Shiloh’s eyes slid closed and Magnus roared with pain and outrage. He grabbed at Shiloh, and straddling his body, he shook the bastard hard. “Wake up! Wake up! You will not escape me this easily, you f**king prick! Wake!”

But it was too late. Shiloh lost his Fade at the moment of unconsciousness, and slipped out of Dreamscape. Magnus’s mind was reeling, and Dreamscape right along with it. He had to waste several crucial moments calming himself enough to Unfade from Dreamscape and back into Shadowscape. He appeared knee deep in snow, the frigidity of the Alaskan winter biting into him shockingly hard. There, lying in the snow, was Shiloh’s dead body. Unlike Dreamscape, once you died in Shadowscape, you stayed in Shadowscape. There would be no more Unfading for him.

Lost for a moment, blinded by his own distress, Magnus raked wild eyes over the terrain around him.

And he saw two sets of footprints walking away, side by side.

“If I know my Nicoya, by now she’s already begun her plans to lure your Daenaira far, far away from you…”

“Oh gods,” he choked out, his voice echoing hollowly in the open night air. Nicoya. The real danger had been Nicoya all along! No. Worse than that. It had been the sadistic woman known as Acadian. Faceless, formless, and unidentifiable even to his son, who had been her captive for nearly a year, except, perhaps, by the nature of her voice. She could be anyone. Anyone. But Trace’s torture had taken place some twelve years earlier. In all of that time, wouldn’t he have come up against that voice he swore he knew so well that he would remember it until the day he died?

But even Trace was susceptible to the flaws of memory and the damage done to the mind when torture of such a brutal nature was involved. Trauma could blind his mind to knowing the voice when he heard it. Distortion of memory would be enough on its own. As much as he wanted to believe his son would know her from a single word, he knew the mind did not obey the will that well.

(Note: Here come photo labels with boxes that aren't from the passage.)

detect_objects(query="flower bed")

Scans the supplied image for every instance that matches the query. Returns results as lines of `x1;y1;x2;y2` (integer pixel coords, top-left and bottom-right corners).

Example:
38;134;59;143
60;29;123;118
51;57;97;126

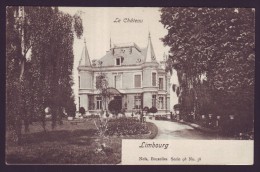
106;118;149;136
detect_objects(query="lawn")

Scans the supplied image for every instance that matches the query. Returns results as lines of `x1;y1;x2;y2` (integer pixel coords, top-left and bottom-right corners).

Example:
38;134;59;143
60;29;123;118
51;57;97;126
6;119;158;164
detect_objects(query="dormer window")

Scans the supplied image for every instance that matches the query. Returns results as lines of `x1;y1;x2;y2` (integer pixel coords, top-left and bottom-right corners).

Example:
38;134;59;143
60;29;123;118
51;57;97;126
115;57;124;66
116;57;121;66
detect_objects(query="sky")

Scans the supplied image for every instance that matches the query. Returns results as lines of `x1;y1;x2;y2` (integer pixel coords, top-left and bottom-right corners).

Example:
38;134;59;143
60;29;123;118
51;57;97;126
59;7;179;109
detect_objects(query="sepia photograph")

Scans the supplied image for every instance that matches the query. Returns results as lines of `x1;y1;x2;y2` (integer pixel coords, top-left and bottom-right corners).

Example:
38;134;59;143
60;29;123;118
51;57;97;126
5;6;255;165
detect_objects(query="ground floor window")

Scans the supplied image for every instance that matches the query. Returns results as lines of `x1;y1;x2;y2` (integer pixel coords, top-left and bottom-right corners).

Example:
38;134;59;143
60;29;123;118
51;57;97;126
159;97;164;109
134;96;141;109
97;97;102;109
152;95;156;107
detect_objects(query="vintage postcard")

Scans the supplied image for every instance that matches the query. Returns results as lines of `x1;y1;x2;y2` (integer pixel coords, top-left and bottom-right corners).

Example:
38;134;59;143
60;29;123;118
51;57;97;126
5;6;255;165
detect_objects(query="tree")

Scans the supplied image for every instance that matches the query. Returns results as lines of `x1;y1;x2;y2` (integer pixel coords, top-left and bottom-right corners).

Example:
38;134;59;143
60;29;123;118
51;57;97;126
6;6;83;143
96;61;111;115
149;106;158;114
161;8;255;130
79;107;86;115
108;99;122;116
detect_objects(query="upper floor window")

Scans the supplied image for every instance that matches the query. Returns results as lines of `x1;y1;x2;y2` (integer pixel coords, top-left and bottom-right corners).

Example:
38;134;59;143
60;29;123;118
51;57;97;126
79;76;80;88
96;97;102;109
134;74;141;88
134;96;141;109
115;57;124;66
116;58;121;66
114;74;122;89
159;78;163;90
152;95;156;107
159;97;164;109
152;72;156;87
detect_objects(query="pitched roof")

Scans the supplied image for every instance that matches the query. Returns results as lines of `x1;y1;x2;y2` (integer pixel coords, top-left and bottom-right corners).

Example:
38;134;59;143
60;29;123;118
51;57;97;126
79;40;91;67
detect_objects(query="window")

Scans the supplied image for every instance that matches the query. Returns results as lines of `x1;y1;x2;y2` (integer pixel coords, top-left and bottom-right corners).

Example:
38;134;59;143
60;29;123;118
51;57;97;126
134;96;141;109
79;76;80;88
134;75;141;88
152;72;156;87
97;97;102;109
116;57;121;66
159;97;164;109
152;95;156;107
159;78;163;90
114;74;122;88
79;97;80;108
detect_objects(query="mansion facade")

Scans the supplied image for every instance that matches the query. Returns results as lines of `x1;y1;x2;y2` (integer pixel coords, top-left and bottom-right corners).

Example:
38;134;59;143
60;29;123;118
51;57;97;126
78;34;170;113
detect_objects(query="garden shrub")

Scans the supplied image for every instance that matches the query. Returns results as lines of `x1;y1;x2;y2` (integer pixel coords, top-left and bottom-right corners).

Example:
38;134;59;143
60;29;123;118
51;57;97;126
106;117;149;136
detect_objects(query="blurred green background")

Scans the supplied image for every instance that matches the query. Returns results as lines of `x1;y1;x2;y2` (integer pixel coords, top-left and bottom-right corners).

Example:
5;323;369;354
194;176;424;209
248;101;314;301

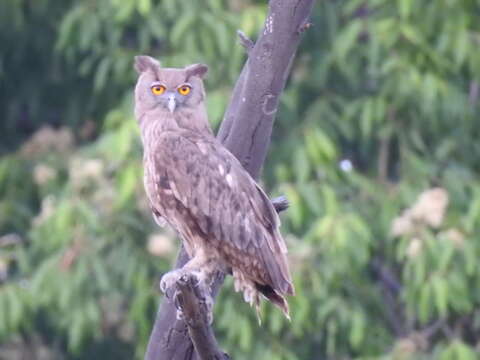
0;0;480;360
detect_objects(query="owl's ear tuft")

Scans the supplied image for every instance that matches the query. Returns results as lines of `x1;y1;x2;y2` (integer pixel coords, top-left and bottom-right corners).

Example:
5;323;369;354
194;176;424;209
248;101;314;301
185;64;208;79
134;55;160;74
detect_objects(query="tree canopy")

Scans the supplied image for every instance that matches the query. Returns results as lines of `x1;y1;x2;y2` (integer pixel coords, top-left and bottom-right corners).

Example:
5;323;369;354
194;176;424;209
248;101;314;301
0;0;480;360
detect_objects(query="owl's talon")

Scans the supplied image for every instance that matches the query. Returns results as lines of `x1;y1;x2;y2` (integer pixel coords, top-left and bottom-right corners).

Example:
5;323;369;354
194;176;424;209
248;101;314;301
176;309;185;321
160;269;185;299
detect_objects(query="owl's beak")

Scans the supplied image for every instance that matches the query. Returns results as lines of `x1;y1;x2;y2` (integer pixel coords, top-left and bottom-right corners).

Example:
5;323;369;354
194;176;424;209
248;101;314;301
167;95;177;112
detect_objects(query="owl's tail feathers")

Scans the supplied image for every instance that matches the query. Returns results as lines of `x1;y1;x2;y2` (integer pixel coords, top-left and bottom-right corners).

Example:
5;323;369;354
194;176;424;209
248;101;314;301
255;283;291;320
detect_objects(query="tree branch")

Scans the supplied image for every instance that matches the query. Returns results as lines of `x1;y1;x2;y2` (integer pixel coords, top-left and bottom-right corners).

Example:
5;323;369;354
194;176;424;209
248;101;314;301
145;0;314;360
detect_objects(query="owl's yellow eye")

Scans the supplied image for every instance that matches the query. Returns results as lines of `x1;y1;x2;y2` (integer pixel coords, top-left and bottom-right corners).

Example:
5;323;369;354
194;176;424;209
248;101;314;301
178;85;192;95
152;85;165;95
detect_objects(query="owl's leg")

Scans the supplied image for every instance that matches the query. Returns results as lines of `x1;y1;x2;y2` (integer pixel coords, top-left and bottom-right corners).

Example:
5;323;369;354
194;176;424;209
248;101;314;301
160;251;218;324
160;250;212;298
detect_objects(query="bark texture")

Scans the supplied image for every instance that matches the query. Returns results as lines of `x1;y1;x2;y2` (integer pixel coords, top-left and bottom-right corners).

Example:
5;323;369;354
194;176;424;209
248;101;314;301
145;0;314;360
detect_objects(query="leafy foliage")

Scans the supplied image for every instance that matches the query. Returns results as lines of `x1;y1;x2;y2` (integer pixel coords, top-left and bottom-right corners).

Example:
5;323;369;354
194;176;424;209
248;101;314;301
0;0;480;360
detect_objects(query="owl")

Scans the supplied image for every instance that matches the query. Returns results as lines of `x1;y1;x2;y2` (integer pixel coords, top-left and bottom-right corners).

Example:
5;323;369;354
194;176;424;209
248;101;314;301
135;56;294;317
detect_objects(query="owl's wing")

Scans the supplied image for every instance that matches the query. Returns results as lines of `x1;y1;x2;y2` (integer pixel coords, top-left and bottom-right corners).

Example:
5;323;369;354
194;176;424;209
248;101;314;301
155;131;294;294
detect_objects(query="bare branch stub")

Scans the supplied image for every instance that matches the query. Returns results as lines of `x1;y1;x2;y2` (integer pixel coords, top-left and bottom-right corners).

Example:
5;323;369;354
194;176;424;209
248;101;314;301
237;30;255;54
145;0;314;360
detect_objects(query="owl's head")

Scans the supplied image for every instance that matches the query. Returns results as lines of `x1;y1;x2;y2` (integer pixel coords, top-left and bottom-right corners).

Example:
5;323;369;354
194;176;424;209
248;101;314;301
135;55;208;113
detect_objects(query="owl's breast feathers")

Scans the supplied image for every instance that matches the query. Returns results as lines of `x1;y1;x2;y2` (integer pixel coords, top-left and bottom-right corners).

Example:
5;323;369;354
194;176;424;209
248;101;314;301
144;130;294;313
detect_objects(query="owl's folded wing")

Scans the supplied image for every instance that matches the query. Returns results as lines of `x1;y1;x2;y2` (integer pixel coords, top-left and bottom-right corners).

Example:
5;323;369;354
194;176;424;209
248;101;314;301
154;131;294;294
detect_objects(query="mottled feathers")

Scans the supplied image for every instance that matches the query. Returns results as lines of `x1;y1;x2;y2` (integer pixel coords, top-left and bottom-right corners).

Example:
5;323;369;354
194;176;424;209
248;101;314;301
135;56;294;316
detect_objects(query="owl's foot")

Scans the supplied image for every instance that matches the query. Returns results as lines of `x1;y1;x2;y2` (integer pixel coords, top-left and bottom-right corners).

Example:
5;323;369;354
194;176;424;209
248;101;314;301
160;268;210;299
160;269;213;325
160;269;185;299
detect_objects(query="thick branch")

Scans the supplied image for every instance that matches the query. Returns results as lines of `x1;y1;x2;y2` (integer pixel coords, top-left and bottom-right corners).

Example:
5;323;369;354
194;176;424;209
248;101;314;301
175;274;230;360
145;0;314;360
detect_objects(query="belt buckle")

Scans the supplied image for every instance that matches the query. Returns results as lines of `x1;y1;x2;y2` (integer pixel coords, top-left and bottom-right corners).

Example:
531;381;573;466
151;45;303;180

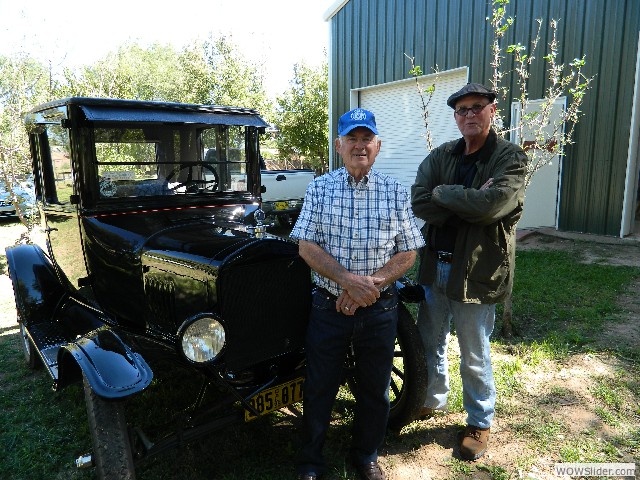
438;250;453;263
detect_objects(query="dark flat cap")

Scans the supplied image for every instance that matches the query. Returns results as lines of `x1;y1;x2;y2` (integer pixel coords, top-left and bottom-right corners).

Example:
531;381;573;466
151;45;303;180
447;83;496;108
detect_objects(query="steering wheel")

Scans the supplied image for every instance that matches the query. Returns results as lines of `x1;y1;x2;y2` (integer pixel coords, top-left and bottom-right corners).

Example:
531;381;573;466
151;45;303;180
167;163;219;193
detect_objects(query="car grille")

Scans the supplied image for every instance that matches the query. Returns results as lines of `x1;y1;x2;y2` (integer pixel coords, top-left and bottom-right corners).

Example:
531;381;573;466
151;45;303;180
217;239;311;370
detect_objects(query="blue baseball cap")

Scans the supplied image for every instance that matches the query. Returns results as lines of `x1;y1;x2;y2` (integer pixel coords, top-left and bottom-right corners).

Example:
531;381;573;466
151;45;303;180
338;108;378;136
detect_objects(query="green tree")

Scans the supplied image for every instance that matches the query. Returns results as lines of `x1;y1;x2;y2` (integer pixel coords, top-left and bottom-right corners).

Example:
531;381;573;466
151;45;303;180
56;37;272;116
203;36;273;119
276;59;329;173
0;53;50;225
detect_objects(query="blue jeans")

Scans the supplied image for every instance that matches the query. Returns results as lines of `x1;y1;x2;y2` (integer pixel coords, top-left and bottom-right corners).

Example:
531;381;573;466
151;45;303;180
296;292;398;475
418;262;496;428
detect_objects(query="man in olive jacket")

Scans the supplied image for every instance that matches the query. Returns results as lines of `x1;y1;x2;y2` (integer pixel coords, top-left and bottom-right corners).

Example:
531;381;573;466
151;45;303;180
411;83;527;460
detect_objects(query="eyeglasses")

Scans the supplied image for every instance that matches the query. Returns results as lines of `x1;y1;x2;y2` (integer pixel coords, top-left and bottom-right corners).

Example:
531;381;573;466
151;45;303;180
454;103;491;117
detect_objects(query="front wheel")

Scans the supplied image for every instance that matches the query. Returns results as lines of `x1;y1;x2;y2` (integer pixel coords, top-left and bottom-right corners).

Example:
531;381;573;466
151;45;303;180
83;375;136;480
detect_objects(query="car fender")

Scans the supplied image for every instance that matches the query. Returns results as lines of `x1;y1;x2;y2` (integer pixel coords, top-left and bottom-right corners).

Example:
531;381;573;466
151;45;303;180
56;326;153;398
5;245;68;326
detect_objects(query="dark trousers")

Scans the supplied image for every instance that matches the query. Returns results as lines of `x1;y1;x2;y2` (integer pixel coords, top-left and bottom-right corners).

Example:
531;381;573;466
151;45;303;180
297;292;398;474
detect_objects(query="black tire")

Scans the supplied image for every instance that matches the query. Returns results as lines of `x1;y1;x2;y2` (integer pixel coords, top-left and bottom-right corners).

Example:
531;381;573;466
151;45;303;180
83;375;136;480
388;303;427;431
345;302;427;432
20;322;42;370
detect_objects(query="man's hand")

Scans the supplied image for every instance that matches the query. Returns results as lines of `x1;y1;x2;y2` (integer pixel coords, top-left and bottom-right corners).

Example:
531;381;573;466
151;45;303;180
336;275;385;315
480;178;493;190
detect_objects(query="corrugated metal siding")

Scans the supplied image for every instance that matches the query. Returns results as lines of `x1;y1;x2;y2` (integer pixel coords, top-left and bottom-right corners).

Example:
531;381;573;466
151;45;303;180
330;0;640;236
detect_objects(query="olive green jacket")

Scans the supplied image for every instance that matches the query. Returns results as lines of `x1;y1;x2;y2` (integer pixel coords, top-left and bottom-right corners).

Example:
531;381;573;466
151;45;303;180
411;130;528;304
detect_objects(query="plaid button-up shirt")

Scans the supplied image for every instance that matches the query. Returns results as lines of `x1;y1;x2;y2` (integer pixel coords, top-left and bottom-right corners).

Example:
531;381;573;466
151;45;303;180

But they had thought Acadian was dead.

They would never have suffered her to live unhunted and his son unavenged had they thought for a minute otherwise. When Trace had been rescued from the stronghold of the clan who had hired her for her skills, the place had burned down around their enemies’ ears and no one had escaped Tristan’s vigilant army. Or so it had seemed. There must have been another escape route.

Magnus sheathed his weapon and began to run after the prints in the snow.